The faded still for Buck and the Preacher, a 1972 Poitier/Belafonte movie about Black cowboys, which takes pride of place on Pops’ wall.  

And, of course, Emerald (and Pops’) speech linking the Haywood family to the first ever stuntman/star in the history of moving pictures.

But unlike Tarantino, who indulges his obsessions maximally, making his taste supreme over considerations of story and character, Peele indulges his obsessions tastefully and with a minimum of discursion, weaving them elegantly into the fabric of his movies.

The choice of OJ’s ballcap, for example, is not only a shout-out to Lee’s Malcolm X, it’s also organic to the character.

OJ’s wardrobe is comprised mostly of movie swag, from Panavision t-shirts to a wonderfully distressed orange hoodie from the Scorpion King, destined to become an iconic piece of film wardrobe.

The Haywoods are movie people, after all.

Since Jaws, it’s become de rigeur for directors to hide their movie monsters until the last possible moment. And rightly so. The first thing I learned about screenwriting is “make ‘em wait”.

But famously, it was mechanical failure, not editorial choices, that forced Spielberg’s great white monster offstage for much of Jaws. The director had intended to show the shark early, and often, but was forced to cut away to hide how impossibly shitty it looked.

Hiding the shark became an unintended boon; it’s absence only deepened the movie’s pervasive sense of dread. 

Peele takes a page from that care-worn playbook by teasing his monster for the first half, allowing us mere peaks, before giving us the goods later on. And does he ever deliver.

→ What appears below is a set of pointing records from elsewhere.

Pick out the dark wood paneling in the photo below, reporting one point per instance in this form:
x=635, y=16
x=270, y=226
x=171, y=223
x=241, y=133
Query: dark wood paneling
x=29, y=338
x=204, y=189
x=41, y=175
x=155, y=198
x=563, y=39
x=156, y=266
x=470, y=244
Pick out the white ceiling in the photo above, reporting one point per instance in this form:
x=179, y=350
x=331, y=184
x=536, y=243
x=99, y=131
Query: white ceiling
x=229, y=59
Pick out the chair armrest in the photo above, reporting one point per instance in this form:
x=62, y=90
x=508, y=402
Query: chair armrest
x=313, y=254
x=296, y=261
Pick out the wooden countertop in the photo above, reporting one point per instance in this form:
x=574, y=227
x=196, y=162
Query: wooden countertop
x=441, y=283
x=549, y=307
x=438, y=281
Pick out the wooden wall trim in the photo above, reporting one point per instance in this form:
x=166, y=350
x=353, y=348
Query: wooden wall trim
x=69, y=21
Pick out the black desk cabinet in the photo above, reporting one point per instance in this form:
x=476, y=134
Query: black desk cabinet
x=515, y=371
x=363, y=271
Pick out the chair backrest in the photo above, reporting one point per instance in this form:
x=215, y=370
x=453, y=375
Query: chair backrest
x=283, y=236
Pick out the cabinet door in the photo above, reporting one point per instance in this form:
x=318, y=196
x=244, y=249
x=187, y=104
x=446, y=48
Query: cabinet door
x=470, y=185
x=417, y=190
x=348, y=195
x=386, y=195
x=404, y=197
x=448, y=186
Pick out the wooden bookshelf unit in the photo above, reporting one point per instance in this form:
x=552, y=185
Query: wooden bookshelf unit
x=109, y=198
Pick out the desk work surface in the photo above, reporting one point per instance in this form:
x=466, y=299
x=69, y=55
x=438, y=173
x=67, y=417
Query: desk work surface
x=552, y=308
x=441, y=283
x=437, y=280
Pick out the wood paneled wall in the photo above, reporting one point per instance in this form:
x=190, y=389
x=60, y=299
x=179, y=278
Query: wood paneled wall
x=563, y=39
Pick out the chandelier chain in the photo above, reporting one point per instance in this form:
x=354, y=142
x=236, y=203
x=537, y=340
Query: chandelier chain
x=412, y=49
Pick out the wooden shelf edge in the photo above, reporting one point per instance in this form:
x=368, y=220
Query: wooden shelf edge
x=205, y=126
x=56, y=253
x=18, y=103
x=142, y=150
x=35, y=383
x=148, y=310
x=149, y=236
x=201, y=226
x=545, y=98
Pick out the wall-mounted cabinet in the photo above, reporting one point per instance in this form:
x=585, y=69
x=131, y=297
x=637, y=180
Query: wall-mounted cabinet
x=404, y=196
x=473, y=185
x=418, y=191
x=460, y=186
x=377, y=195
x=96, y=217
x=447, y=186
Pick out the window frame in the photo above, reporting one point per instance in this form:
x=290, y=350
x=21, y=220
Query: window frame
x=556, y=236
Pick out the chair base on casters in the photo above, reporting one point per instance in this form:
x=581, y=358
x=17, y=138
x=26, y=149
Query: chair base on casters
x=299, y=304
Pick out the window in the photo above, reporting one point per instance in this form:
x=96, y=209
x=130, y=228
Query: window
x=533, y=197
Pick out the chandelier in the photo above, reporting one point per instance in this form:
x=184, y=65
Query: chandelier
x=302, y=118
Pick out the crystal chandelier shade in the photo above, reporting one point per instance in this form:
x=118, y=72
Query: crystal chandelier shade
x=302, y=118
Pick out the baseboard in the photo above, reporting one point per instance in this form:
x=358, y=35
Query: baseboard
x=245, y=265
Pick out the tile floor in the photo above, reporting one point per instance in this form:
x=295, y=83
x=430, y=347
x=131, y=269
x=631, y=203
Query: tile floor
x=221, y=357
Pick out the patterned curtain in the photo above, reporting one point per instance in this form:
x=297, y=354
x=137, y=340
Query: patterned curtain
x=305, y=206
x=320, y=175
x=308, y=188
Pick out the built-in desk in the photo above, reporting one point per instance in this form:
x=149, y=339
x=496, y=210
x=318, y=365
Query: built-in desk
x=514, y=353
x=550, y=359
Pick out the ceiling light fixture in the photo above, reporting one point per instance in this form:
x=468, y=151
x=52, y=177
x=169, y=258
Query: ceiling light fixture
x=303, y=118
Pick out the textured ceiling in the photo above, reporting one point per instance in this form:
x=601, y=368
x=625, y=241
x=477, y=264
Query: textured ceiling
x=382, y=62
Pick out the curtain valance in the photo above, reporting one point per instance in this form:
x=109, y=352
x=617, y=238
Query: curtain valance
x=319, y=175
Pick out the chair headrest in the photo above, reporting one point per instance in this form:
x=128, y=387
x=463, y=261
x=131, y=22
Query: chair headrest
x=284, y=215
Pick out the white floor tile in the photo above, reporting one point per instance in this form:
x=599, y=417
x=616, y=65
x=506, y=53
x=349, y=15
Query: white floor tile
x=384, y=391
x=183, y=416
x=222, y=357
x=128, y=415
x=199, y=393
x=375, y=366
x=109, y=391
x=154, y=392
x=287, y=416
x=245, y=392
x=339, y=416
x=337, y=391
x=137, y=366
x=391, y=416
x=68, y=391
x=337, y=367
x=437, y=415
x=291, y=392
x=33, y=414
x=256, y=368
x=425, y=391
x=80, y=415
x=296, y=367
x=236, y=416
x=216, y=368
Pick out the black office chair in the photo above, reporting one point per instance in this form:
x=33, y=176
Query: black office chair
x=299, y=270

I won’t spoil anything, but the geometric beauty of Peele’s creation is Lovecraftian in the best sense of the word. You can feel your mind bending as you contemplate its alien contours.

Peele’s monster feels as impossible, and as inevitable, as death itself.

It’s the Beatles’ White Album, fuck off

When asked about the frequent criticisms of indulgence and over-length lobbed by critics and fans alike at The Beatles’ “White Album”, Paul McCartney gave it a tired shrug and a choice quip:

“It’s the Beatles’ White Album, fuck off.”

Like the Beatles’ divisive double, Nope is filled to bursting with ideas, themes, references and allusions.

Nope might collect as many detractors as fans, at first. But I predict that, in time, Nope will come to be appreciated as a singular masterpiece… just like the White Album.